Sasol Wax Art Award winner reaches new frontiers
Hentie van der Merwe has been awarded the Sasol Wax Art Award 2008, in the third year of this prestigious competition that recognises the contribution and work of South African professional career artists. The winner joins the two previous winners - former Durban-based artist Jeremy Wafer and Walter Oltmann - as artists who have been recognised by their peers for excellence in professional practice.
The five finalists, ranking amongst South Africa’s most dynamic contemporary artists, were selected from over 100 nominations. They are Avhashoni Mainganye, Tracey Rose, Stephen Hobbs, Hentie van der Merwe and Brett Murray. Each of these artists had to produce a body of work that used wax in either process, medium or concept.
Les Cohn, Curator and Artistic Director of the Award said the judging process was detailed and demanding of the panel. “The judges deliberated for many hours as there were several strong contenders for the winner,” Cohn said.
Van Der Merwe’s work is a complex installation which pushed the boundary of his own practice. In his work, entitled Reaching New Frontiers, he explores new avenues in terms of medium, execution and display.
The relationship between art and industry is not only contemporary but is recorded throughout art history. According to the artist, one of the earliest examples of an artwork where the relationship between art and industry is explored, is in a poem by Virgil called “The Georgics” from 29 BC, in which “a strong sense of the necessity and dignity of labour breathes throughout the poem from beginning to end”. In the fourth book of this poem the poet speaks of bees and beekeeping as a means of exploring the strife and flux between the metaphysical and the material. Another conceptual concern which the artist outlines is that of the artist/patron alliance.
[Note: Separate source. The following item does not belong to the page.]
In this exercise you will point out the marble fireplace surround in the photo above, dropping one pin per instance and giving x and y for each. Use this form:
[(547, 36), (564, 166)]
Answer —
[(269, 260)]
This theme is explored through a video of an unnamed man in a suit reading Virgil’s text in its original latin (with subtitles on the screen). The screen is located on the wall of a sterile office cubicle, executed to the exact specs as set out by governmental labour practices.
The judging panel, convened by artist and academic Gordon Froud included Melissa Mboweni, Daniel Mosako, Marco Cianfanelli and Jeremy Wafer.
The Sasol Wax Art Award Finalists’ Exhibition and the Sasol Wax Art Award jewellery outreach finalists’ exhibition (see separate article) moves to Durban in 2009 when it will be on display at the KZNSA Gallery from February 24 to March 21.